Question

A time-varying horizontal force (in Newton) $F=8|sin (4πt) |$ is acting on a stationary block of mass 2 kg as shown. The friction coefficient between the block and ground is $μ=0.5$ and $g=10 \dfrac {m}{s^2}$. Then the resulting motion of the block will be:

(A) It will oscillate
(B) It remains stationary
(C) It moves towards left
(D) It moves towards the right

Answer 1

Hint
The frictional force opposing the motion of the body i.e. the direction of frictional force is opposite to the direction of applied force. For the movement of the body applied force must be greater than the frictional force on the body.
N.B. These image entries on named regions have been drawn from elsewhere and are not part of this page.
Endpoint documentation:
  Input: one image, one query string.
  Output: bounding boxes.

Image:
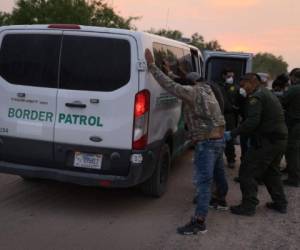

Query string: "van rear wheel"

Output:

Complete step by step answer
Given, the mass of a stationary block is ${\rm{m}} = 2{\rm{\;}}$kg.
The coefficient of friction between the block and ground is ${\rm{\mu }} = 0.5$.
The time-varying force acting on the stationary body is ${\rm{F}} = 8\left| {\sin \left( {4{\rm{\pi t}}} \right)} \right|$ N
And, the value of g is $10{\rm{\;m}}/{{\rm{s}}^2}$
We know that the maximum possible frictional force is given by,
${{\rm{F}}_{{\rm{frictional}}}} = {\rm{\mu mg}}$
$ = 0.5 \times 2 \times 10$
$ = 10{\rm{\;}}N$ … (1)
From the given equation of force,
${\rm{F}} = 8\left| {\sin \left( {4{\rm{\pi t}}} \right)} \right|$ Newton
The maximum applied force will be, ${{\rm{F}}_{{\rm{applied}}}} = 8$ N … (2)
From equation (1) and (2), we get
${{\rm{F}}_{{\rm{frictional}}}} > {{\rm{F}}_{{\rm{applied}}}}$
i.e. the maximum frictional force is greater than the force applied on the stationary body. Therefore, the body will remain stationary.
Therefore, (B) It remains stationary is the required solution.

Note
In order to find out that the stationary body will move or not, we must consider the maximum value of the applied force. If we have a static force then there is no need to calculate maximum value of force. We can directly compare the value with friction force.